I will vote for the Democratic nominee, of course. I will do so not simply because there is no alternative, but also because I am proud of the values of our party and what we stand for. But let me get personal once again. On my journey in politics I've changed and grown. I'm not afraid or ashamed to admit that I've made mistakes and learned things. I've deepened my understanding of how things really work in this country. (Hence my relentless encouragement of local blogging and grassroots activism.) I will continue to do so. Where can you find that candor in our candidates?
Now is the time for our leaders (Nancy and Harry) and candidates (Hillary and Barack and Edwards) to rise to this moment in history. Now is the time for them to grow into the leadership we so desperately need.
It's not simply about ending the occupation. If only it was as simple as that. It's about justice. It's about vision. It's about hope.
Hope has to mean something more than partisan victory. Leadership means nothing if it has been made hollow by consultants and cowardly operatives. That is all we have to show for our efforts in 2006 as far as a true change from business as usual in DC. Zippo. Nada. Not much. (ie. They sold out our position on the war to pass minimum wage in the Senate...that's about it.)
Let me put it simply: the true leader of the Democratic party will be the person who carries the torch, who creates fear in the corrupt "go along, get along" members of the party elite, who shames Rahm and Steny and John Dingell and, yes, my former Congressman, Mr. Rangel, for their utter lack of conviction and inside dealings, someone who reaches out and inspires new leadership to emerge in all fifty states to revitalize and reform our party.
Nothing will change in America until we work together locally to effectively make it change.
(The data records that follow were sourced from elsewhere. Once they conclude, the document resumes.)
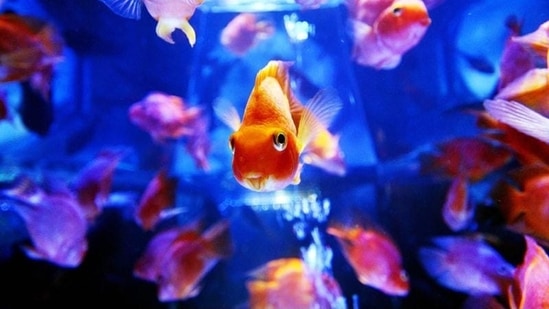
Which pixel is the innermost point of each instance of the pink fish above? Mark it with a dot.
(396, 30)
(291, 283)
(467, 264)
(159, 194)
(374, 257)
(244, 32)
(164, 116)
(92, 185)
(529, 288)
(170, 15)
(177, 259)
(516, 59)
(54, 220)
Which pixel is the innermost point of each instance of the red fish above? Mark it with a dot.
(244, 32)
(523, 200)
(164, 116)
(529, 288)
(467, 264)
(267, 144)
(374, 257)
(29, 49)
(397, 29)
(54, 220)
(170, 15)
(92, 185)
(159, 194)
(177, 259)
(519, 117)
(291, 283)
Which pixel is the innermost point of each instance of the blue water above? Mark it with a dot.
(388, 117)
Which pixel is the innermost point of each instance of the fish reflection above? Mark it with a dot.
(267, 144)
(177, 259)
(374, 257)
(291, 283)
(170, 15)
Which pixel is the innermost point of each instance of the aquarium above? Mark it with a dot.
(274, 154)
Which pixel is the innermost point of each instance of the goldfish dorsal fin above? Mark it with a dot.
(227, 113)
(519, 117)
(317, 115)
(125, 8)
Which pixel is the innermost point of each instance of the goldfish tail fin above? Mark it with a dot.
(125, 8)
(218, 239)
(519, 117)
(166, 26)
(227, 113)
(317, 115)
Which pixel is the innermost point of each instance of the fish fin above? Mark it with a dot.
(125, 8)
(317, 115)
(166, 26)
(227, 113)
(519, 117)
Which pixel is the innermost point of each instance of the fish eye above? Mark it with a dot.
(279, 141)
(231, 143)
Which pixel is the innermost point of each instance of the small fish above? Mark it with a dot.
(458, 211)
(92, 184)
(164, 116)
(519, 117)
(470, 157)
(530, 89)
(396, 30)
(177, 259)
(522, 200)
(374, 257)
(516, 60)
(291, 283)
(54, 220)
(538, 40)
(467, 264)
(244, 32)
(170, 15)
(531, 279)
(29, 49)
(159, 194)
(267, 144)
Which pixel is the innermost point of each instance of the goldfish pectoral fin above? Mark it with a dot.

Our leaders, so far, have failed us. They are timid, they are out of touch and they are not rooted in the bold ideas that motivate their core supporters: the bold ideas that are our only true hope.
What's so hard to understand about "all men are created equal?"
What's so difficult about "equal justice before the law?"
What's so hard to understand about protection from "unreasonable search and seizure?"
Why is it so hard to talk about a woman's right to choose?
Why are we still fighting rear guard battles?
When will we end this horrible lie and disaster in Iraq and move on to the true battles our nation faces?
There is so much else we have to do. We all know that.
I will not stop fighting and writing, but I will not choose to fight and write because we have the leadership we need in our party, far from it.
I have other reasons that motivate me to do what I do. As part of working the fulcrums and levers of change, I've chosen to share some of those reasons with you.